Triple P and Asthma
Parenting isn’t always easy and parenting a child with asthma can make the task more demanding. Asthma is very common and affects 1 in 10 children. Good treatments are available but parents can find it hard to give them and stick to their doctor’s advice.
Parenting an asthmatic child can lead to particular difficulties, and getting your child to take the treatment they need can be a struggle. Often parents wonder how to work out the best way to make sure their children take their medicines when they should, and their child’s illness can cause extra stress.
Children sometimes behave in difficult ways which can lead to a worsening of their symptoms, which is a worry for parents about the child being unwell. Families can end up in cycles of stress, which can make the illness more difficult to manage, and sometimes parents feel overwhelmed.
In this research project, which is funded by the NHS Research for Patient Benefit scheme, we are offering a series of 4 sessions designed to provide support for parents of young asthmatic children aged 2 to 7 years. They are based on the Triple P Positive Parenting Programme, an Australian system used around the world, which helps parents to build a strong, nurturing relationship with their child, and to find new ways of managing their children’s behaviour and emotions. This new programme for parents of young children with asthma is being studied to find out whether it will improve child behaviour, co-operation with medications and quality of life.
Triple P and Diabetes
Two new studies are testing a version of Triple P for parents of children with diabetes. As with many long term illnesses, parents face particular difficulties in helping their child manage their illness, associated changes in diet and routines, and medication most effectively. We are now recruiting to these studies, which we hope will help test new ways of helping parents to help their children live happier, healthier lives.
Baby Triple P
We are evaluating a new type of parenting support called 'Baby Triple P Positive Parenting Programme', and testing how helpful it is to new mothers who are at some risk of postnatal depression. Baby Triple P is also being trialled in Australia. If it is successful, once the work is complete, Baby Triple P will join the suite of evidence-based interventions disseminated internationally.
Triple P in Panama
There is a need to develop research on the applicability and effectiveness of Triple P program in lower-income countries. We have recently completed a study in Panama, a low-income country in Central America, to find out how acceptable parents find the resources and their intention to participate in a parenting program. Data from this study will help to guide further research into the implementation of Triple P. Panamanian parents of children ages 3-6 years old were recruited through schools and Infoplazas, which are centres, strategically located in low-income communities, in which residents get free access to internet and other types of media resources. Further studies will examine the acceptability uptake of Triple P interventions in Panama.

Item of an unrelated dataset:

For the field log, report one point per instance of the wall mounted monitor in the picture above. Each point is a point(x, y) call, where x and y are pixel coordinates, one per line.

Parenting and the Arab culture
A new series of studies is examining the adaptations that may be necessary to optimise the provision of culturally sensitive and effective parenting interventions which are appropriate for Arab parents both in the Arabian Peninsula and in the UK. The research has begun by reviewing literature on Arab parenting culture and what interventions have successfully been administered in the Arab world, prior to intervention studies taking place.
Parenting and Bipolar Disorder
We recently ran an online study and found that an online parenting programme led to significant improvements for families with a parent with bipolar disorder. To help us understand the needs of parents better, we are now just completing an interview study for parents and children. We are very grateful to the parents and children who took part. The results will be shown here soon.
We have run a number of studies testing ways of using multimedia approaches, including TV and web-based information, to help parents. The Great Parenting Experiments ran research studies alongside an ITV series, “Driving Mum and Dad Mad”. The studies showed that watching a high quality TV series about parenting, which followed families taking part in an evidence-based parenting programme led to positive changes in family life for viewers.